Airline Pilots Recommend Go-Slow Approach on Drones
- December 10, 2014, 3:51 PM
The main union representing pilots at U.S. and Canadian airlines called for a go-slow approach to permitting wider use of unmanned aircraft systems (UAS) during a hearing before the U.S. House Transportation Committee. The Air Line Pilots Association (ALPA) also wants UAS to be equipped with collision-avoidance capability and their operators trained to an equivalent standard with manned aircraft pilots.
“We must not allow pressure to rapidly integrate UAS into the NAS [National Airspace System] to rush a process that must be solely focused on safety,” ALPA president Lee Moak told the committee on December 10. “Standards and technologies must be in place to ensure the same high level of safety as currently present in theNAS before a UAS can be authorized to occupy the same airspace as airliners or operate in areas where it might inadvertently stray into airspace used by commercial flights.”
Moak, a Delta Air Lines captain who is nearing the end of his four-year term as ALPA’s president, testified with other subject matter experts as pressure builds on the Federal Aviation Administration to release a long-delayed notice of proposed rulemaking (NPRM) that will establish rules for small UAS weighing up to 55 pounds. The proposed rule is currently under “executive review,” according to the agency. However, even if the NPRM is published by year-end, as the FAA has promised, potentially “tens of thousands” of comments could postpone its release of a final rule until 2017 or later, said Gerald Dillingham of the Government Accountability Office.
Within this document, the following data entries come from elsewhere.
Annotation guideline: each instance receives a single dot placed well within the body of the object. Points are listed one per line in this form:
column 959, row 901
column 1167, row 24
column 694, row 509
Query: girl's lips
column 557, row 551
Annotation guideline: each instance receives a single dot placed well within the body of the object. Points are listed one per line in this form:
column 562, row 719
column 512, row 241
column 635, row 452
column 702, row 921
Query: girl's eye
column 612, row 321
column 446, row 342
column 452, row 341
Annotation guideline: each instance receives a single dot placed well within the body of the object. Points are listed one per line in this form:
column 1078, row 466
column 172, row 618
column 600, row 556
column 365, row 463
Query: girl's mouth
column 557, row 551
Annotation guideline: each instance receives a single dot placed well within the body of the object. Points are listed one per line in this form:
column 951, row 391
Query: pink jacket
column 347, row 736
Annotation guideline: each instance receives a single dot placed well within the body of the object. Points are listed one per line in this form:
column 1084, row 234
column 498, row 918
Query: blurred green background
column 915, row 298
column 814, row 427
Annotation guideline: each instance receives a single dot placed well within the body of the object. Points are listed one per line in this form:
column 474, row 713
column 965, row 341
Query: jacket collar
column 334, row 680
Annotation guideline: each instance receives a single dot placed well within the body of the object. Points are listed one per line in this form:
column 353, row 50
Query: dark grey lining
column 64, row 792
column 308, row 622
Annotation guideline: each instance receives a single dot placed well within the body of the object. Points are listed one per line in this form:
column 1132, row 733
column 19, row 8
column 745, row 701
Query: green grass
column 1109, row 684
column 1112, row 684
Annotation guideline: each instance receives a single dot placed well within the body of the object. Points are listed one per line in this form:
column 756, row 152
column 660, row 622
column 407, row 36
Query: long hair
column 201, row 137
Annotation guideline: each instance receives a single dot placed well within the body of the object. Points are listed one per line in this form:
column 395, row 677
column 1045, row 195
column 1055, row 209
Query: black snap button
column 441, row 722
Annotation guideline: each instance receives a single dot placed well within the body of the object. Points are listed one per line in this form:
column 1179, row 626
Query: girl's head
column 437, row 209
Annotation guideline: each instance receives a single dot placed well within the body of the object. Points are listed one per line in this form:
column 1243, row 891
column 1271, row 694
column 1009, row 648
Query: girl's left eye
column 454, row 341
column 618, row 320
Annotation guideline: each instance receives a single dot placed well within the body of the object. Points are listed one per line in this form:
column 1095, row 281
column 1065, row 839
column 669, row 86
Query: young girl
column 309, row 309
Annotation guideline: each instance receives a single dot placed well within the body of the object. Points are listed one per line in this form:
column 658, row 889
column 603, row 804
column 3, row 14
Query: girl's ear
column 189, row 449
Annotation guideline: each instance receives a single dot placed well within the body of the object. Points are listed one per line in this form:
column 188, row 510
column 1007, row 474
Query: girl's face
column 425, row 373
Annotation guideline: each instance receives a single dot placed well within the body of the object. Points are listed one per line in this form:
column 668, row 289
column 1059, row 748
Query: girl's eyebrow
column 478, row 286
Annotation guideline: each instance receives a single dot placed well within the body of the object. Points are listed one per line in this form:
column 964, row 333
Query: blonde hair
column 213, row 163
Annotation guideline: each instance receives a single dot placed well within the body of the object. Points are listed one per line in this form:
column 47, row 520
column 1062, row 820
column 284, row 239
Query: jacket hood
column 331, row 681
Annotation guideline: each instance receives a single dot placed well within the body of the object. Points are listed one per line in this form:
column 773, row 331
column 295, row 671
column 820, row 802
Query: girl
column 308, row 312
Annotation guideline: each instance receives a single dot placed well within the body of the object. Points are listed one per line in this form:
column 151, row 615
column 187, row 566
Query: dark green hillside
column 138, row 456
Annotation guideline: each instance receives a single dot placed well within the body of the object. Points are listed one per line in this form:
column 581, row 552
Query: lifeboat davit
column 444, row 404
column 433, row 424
While numerous commercial entities, including online retailer Amazon, want the FAA to provide easier access to the airspace for UAS, reports of unauthorized, potentially hazardous “drone” flights are on the rise. From June through November, there were 25 reports of near misses between drones and manned aircraft in the U.S., many of them occurring near large airports, The Washington Post reported last month, based on records the FAAreleased at its request. The FAA is trying to contain the risk by supplying educational materials to drone manufacturers and buyers, Margaret Gilligan, the agency’s associate administrator for Aviation Safety told the committee.
Moak brought to the hearing a DJI Phantom quadcopter he purchased online “for a few hundred dollars,” telling the committee that “as the marketing promised, it was ready to fly in a few minutes and I was flying it in my office.” The model he displayed can fly as high as 6,600 feet. “That means it could easily end up in the same airspace I occupy when I’m on approach to land at Newark or at Seattle or at any other airport,” he said.
“It’s essential that UAS pilots are highly trained, qualified and monitored to meet the equivalent standards of pilots who operate manned aircraft,” said Moak. “If UAS are intended to be operated in civil airspace or could unintentionally be flown into our airspace, airline pilots need to be able to see them on our cockpit displays and controllers need the ability to see them on their radar scopes. UAS aircraft also need to be equipped with collision avoidance capability.”